Love for the most part is not love but lust
Cardenio: Shakespeare's "Lost Play" Re-Imagined (Gregory Doran, Antonio Alamo)
The More Bard the Better
As part of our ongoing effort to bring you the most current reporting from the world of literature, Message in a Bottle shares with you today a story about the latest work from one of today's hottest writers. We're talking, of course, about that up-and-coming poet and playwright William Shakespeare. What's new about this very old author? A professor at the University of Texas is attesting that Shakespeare contributed a few hundred lines of verse to Thomas Kyd's The Spanish Tragedy. According to this researcher, awkward expressions in these lines are the result of typesetting errors, mistakes that perfectly match those that other compositors made from known samples of Shakespeare's handwriting.
Fairly abstruse stuff that might not stand up to scrutiny alone, but the study supports earlier claims.
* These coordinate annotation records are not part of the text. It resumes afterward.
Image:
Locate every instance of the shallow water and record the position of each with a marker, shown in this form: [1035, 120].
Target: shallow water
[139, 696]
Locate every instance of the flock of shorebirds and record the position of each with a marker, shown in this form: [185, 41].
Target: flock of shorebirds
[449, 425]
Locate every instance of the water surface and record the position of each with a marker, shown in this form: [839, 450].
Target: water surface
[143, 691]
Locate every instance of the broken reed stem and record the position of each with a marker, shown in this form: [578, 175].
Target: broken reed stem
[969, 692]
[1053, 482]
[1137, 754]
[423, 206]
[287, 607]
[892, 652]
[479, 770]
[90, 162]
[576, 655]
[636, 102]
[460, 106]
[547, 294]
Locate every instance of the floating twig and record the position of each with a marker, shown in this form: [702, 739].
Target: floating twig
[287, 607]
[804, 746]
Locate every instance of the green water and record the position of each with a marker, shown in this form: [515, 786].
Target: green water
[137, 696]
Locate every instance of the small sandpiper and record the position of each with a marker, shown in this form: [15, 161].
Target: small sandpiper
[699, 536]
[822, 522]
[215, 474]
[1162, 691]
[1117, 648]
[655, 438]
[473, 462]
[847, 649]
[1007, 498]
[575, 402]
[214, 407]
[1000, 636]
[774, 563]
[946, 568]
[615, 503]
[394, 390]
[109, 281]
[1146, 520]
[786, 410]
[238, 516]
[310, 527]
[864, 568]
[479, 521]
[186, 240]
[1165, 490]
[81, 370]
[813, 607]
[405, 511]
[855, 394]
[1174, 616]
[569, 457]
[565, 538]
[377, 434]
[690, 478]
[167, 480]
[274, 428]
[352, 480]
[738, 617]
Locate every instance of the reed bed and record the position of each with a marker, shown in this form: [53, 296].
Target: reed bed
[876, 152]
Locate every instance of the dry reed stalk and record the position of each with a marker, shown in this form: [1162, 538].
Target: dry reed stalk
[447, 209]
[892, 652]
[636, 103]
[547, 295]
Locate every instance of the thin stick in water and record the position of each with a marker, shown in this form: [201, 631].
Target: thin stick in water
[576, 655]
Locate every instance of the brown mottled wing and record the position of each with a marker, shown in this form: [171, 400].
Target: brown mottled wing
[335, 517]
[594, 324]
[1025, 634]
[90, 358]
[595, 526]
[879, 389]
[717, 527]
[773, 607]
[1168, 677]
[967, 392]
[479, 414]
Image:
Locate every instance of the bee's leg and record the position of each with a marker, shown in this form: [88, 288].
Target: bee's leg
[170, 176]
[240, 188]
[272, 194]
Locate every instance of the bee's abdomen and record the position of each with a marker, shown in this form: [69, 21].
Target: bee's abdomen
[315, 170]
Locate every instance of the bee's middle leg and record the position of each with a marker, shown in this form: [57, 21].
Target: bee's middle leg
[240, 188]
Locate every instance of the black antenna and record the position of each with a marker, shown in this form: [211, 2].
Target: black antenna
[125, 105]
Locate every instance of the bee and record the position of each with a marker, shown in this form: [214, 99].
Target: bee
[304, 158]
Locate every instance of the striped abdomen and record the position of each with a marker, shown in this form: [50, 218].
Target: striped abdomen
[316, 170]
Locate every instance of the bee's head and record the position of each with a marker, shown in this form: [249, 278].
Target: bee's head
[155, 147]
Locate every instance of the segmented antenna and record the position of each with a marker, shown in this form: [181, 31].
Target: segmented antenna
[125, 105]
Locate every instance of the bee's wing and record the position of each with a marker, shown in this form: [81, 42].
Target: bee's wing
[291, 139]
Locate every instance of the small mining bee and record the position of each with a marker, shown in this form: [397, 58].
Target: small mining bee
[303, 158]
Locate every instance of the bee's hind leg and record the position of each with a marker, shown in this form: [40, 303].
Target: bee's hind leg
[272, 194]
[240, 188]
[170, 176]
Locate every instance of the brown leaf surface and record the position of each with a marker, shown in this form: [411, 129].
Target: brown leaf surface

Those were based on language analysis of the kind that revealed the author of the anonymously published Primary Colors (and is also regularly used to detect student plagiarism). Together, it's enough evidence to convince the Royal Shakespeare Company. They've added The Spanish Tragedy to their forthcoming anthology Collaborative Plays, which contains what we might call the Outer Canon, those dramatic works that orbit around the core Shakespearean planets.
If you're not the sort of person who wears a doublet on weekends or carries a souvenir bodkin, you might not know, but the list of dramas at least partially attributed to the man from Stratford has grown significantly in recent years. Aside from this most recent one, there are:
Double Falsehood, inspired by an episode from Don Quixote
Arden of Faversham, a tale of adulterous murder
Edward III, about the king who instigated the Hundred Years War
Sir Thomas More, the extant manuscript of which includes a scene allegedly inscribed by Shakespeare himself
There are several other plays with more doubtful, though still arguable, attributions. And the classic oeuvre isn't just being altered through addition, but also via subtraction. Scholars are carefully teasing the contributions of other authors out of plays such as Timon of Athens, Pericles, and Titus Andronicus, showing that Shakespeare wasn't as solitary a genius as previously thought. He wasn't averse to running around with thugs, in fact.
              What I like about this line of study isn't the opportunity to nitpick the authorship of individual lines, but how it enriches our understanding of the Elizabethan-Jacobean theatrical milieu. That environment, equally devoted to commerce and art, was the perfect cradle for Shakespeare's talents. He stands out in a crowd of other brilliant writers, and he'd never have reached the heights he did without them. Stanley Wells paints their portraits in his Shakespeare & Co., mapping out the web of cooperation and competition that connected these creative characters.
Ben Jonson was the stepson of a bricklayer who killed a man in a duel, but rose to become the best-known author in the land and the official entertainer of the king. Shakespeare is known to have acted in his Every Man in His Humour. Christopher Marlowe introduced blank verse to the English stage, and was almost certainly a spy for Elizabeth I. Thomas Kyd was a one-time roommate of his and was tortured to reveal damning information about him. Marlowe was killed shortly afterward in mysterious circumstances. The era was full of personality and a hotbed of intrigue; the collective story of these entertainers' lives is at least as interesting as the plays they wrote.